Translated by Rodney Merrill, Center for Hellenic Studies, Harvard University

Strategically chosen by the ancient Greeks, Delos position allows to sail from the mainland (Athens) to Delos in daylight and from Delos to the east shores of the Aegean Sea in daylight as well. From the hilltops of Delos one can see almost the rest of the Cycladic islands (Naxos, Paros, Sifnos, Serifos, Tinos, Mykonos), the visibility is excellent due to the sunshine and the strong blowing winds.

Therefore, any approaching friendly or enemy ship is visible from afar, in combination with the many bays that are used as safe ports for their ships, the ancient Greeks had found the ideal natural naval and commercial base of its time. To mark the significance of Delos, ancient Greeks created the myth of Apollo’s birthplace and declared it sanctuary!

The history of Delos

After the Greeks had defeated the Persians (the Battle of Plataea), they  founded the “Delian League” (I like to think of it as the NATO of the ancient times) whose purpose was to protect all Greek cities-members in case of invasion by the enemies (Persians or non-league members). Delos was the official meeting place and where the league treasury stood until Pericles moved the treasury to Athens and began using the League’s funds for its own purposes (in case you were wondering how Parthenon was financed). 

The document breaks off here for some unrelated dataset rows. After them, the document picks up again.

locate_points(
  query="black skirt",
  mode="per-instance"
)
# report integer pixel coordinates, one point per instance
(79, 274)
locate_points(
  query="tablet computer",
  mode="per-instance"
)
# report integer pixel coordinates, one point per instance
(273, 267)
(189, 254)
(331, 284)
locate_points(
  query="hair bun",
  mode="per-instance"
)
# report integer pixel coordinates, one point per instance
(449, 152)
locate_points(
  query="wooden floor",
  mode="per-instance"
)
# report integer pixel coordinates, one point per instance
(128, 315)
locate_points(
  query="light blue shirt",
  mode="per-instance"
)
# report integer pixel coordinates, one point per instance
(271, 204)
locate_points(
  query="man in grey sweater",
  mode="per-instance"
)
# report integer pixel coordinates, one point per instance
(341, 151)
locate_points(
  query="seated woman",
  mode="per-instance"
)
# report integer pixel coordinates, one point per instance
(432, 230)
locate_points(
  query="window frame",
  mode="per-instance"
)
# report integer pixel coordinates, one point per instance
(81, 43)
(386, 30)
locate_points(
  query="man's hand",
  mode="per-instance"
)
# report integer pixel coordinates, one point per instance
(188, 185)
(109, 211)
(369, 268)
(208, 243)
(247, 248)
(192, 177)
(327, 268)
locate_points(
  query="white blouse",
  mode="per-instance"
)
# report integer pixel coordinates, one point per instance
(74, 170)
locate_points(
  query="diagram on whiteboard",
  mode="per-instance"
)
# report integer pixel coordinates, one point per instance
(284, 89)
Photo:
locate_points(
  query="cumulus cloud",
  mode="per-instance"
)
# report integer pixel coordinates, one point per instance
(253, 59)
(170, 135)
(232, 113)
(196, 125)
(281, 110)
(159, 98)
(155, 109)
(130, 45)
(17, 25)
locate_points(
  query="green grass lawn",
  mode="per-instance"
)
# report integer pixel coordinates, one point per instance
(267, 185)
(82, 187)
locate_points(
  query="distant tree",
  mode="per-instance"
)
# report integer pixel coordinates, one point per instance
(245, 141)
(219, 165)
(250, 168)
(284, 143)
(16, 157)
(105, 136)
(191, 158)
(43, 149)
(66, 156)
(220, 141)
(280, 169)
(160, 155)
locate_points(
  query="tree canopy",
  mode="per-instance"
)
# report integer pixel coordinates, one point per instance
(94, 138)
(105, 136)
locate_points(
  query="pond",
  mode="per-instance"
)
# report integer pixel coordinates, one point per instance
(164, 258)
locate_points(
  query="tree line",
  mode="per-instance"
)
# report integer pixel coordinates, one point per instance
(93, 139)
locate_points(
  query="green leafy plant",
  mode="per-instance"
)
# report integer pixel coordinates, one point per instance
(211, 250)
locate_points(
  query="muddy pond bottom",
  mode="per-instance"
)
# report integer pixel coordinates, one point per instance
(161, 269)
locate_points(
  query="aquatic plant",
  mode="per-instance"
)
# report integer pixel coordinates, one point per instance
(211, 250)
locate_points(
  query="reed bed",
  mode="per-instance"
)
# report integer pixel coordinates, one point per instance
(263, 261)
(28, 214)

Athenians decided the “cleansing” of Delos, ostensibly for reasons of piety. They opened all the tombs that existed on the island and transported the bones and the offerings to Rhenia (an island next to Delos), where they buried them in a common pit after having removed all the bounties (dead people used to be buried with their precious and beloved items such as jewellery, armature etc.).

At the same time, they decided that no one should be born and die in Delos. But that the women in labor and the seriously ill be transferred to Rhenia. Since then no one was born, no one died and no one was buried on the Holy Island. The Delians, as the Athenians sought, became stateless. This led to a conflict between Athens and the less powerful members of the League and prompted the outbreak of the Peloponnesian War. The League was dissolved upon the war’s conclusion.

Not to be missed when visiting Delos

If you do decide to visit Delos, some highlights you should be sure to see include:

  • The Sacred Way
  • The Terrace of the Lions (some missing lions or heads of them can be found in Venice, Italy)
  • The house of Cleopatra
  • The house of Dionysus (for the floor mosaics)
  • Heraion (Temple of Hera)

If you are extremely lucky or as passionate as I am, you should know that in Greece during summer fullmoon nights archeological sites stay open and usually host a concert or some cultural event. Call me romantic but I would like to spend a night under the moonlight on Delos island listening to the music of my favourite composer, Manos Hadjidakis.